File metadata and controls

181 lines (109 loc) · 21.8 KB

Introduction

There are many different tools and approaches you could use to visualize your data, both as a preliminary pass to spot the holes and also for more formal analysis. In which case, for this module, I would like you to select two of these exercises which seem most germane for your own research project. You are welcome to work through more of them, of course, but I want the exercises to move your own research forward. Some of these I wrote; some are adapted from The Macroscope; others are adapted or used holus-bolus from scholars like Miriam Posner, Fred Gibbs, and Heather Froehlich (and I'm grateful that they shared their materials!)

nb If you start working with the R exercises below, I would suggest you read the introductory bits from Lincoln Mullen's book-in-progress, DH Methods in R, especially the 'setup' part under 'getting started' (pay attention to the bit on installing packages and dependencies). If you spot any exercises in Mullen's book that seem relevant to your project, you may do those as an alternative to the ones here. Alternatively, go to Swirl and learn the basics of R within R (It's an interactive tutorial. Try it out.)
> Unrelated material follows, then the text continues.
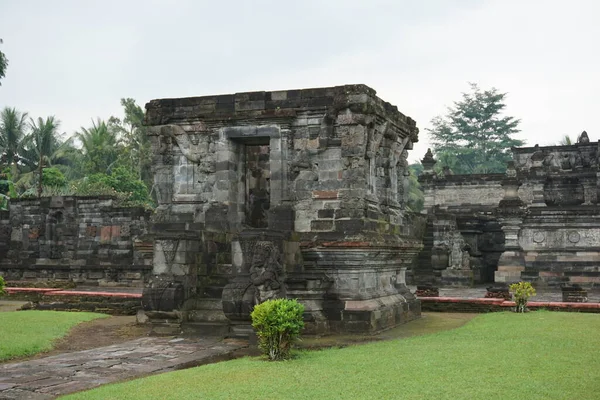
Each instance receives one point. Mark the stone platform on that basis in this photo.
(49, 377)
Texts Networks Maps Charts
Topic Modeling Tool Network analysis and visualization Simple mapping & georectifying Quick charts using RAW
Topic Modeling in R Converting 2-mode to 1-mode QGIS (tutorials by Fred Gibbs)
Text Analysis with OverviewProject Graphing the Net Geoparsing with Python
Corpus Linguistics with AntConc Choose your own adventure Palladio with Posner
Text Analysis with Voyant
Text Analysis in R

Exercise 1

Network Visualization

In exercise 1, you will transform your Texan Correspondence data into a network, which you will then visualize with Gephi. The detailed instructions are here. I would recommend that you also take a long look at Scott Weingart's series, Networks Demystified. Finally, heed our warning.


Exercise 2

Topic Modeling Tool

In exercise 2, you will use the 'Topic Modeling Tool' to create a simple topic model and a webpage that allows you to browse the results.
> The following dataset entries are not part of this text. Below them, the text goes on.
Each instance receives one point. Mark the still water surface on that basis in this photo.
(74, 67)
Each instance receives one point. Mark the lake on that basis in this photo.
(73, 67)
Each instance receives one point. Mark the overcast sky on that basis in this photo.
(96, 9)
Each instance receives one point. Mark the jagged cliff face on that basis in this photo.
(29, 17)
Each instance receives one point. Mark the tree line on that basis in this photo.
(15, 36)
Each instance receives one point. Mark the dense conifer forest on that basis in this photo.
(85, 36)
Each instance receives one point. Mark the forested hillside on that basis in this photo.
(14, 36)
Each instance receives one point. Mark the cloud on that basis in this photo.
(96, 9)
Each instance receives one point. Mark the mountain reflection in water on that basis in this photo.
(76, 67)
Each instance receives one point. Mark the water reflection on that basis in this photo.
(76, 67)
  1. Download the tool. (The site for the tool is https://code.google.com/p/topic-modeling-tool/.
  2. Make sure you have the Colonial Newspaper Database handy on your machine. (You can grab my copy from here).
  3. Double-click on the file you downloaded in step 1. This will open a java-based graphical user interface with one of the most common topic-modeling approaches, 'Latent Dirichlet Allocation'.
  4. Set the input to be the Colonial Newspaper Database.
  5. Set the output to be somewhere neat and tidy on your computer.
  6. Set the number of topics you'd like to model.
  7. Click 'train topics' to run the algorithm.
  8. When it finishes, go to the folder you selected for output, and find the file 'all_topics.html' in the 'output_html' folder. Click on that, and you now have a browser-based way of navigating your topics and documents. In the output_csv folder created, you will find the same information as csv, which you could then input into a spreadsheet for other kinds of visualizations (which we'll talk about in class.)

Make a note in your open notebook about your process and your observations.
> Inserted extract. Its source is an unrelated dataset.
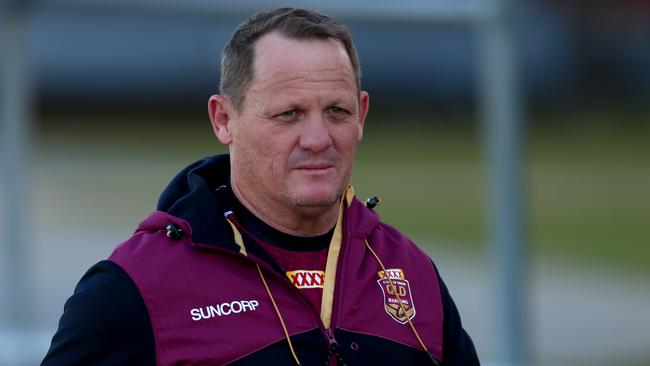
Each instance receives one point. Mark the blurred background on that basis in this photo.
(511, 142)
Going Further Remember when we did the Canadiana API and WGET exercises in Module 2? Somewhere on your machine you have a collection of those materials. Now, you can load those materials into the Topic Modeling Tool if you have all of the txt files in a single folder. In the case of the slavery documents, that was something like 7500 items. That's a lot of drag-and-drop. You can 'flatten' the folder structure so that all of the documents in your subfolders are put into a single folder. If you are on a Mac, try these instructions. On a PC, try this one (there are scripts you can use, but for the time being this is probably simplest). Then, you can point your topic modeling tool at your flattened folder, and boom you have a topic model fitted to your collection.


exercise 3

Topic Modeling in R

Exercise 2 was quite a simple way to do topic modeling. There are more powerful ways, and one of these uses a program called R Studio, which is an interface for the R statistical programming language. R is a powerful language for exploring, visualizing, and manipulating all kinds of data, including textual. It is however not the most intutive of environments to work in. In which case, RStudio is what we need. Download the free version and install it on your machine. *Note also that you need to have R downloaded & installed first! Then, go to http://tryr.codeschool.com/ and work your way through some of that tutorial. This tutorial mimics working right in the R console. Remember working in git bash or the terminal in Module 3? It's somewhat similar to that, but just for R. A handy pdf that explains a bit more about working within the R Studio enivornment can be had here. In essence, you put your code in the script window, execute each line of it, and the output appears in the console. Or in the image plots window. This handout will guide you around the interface.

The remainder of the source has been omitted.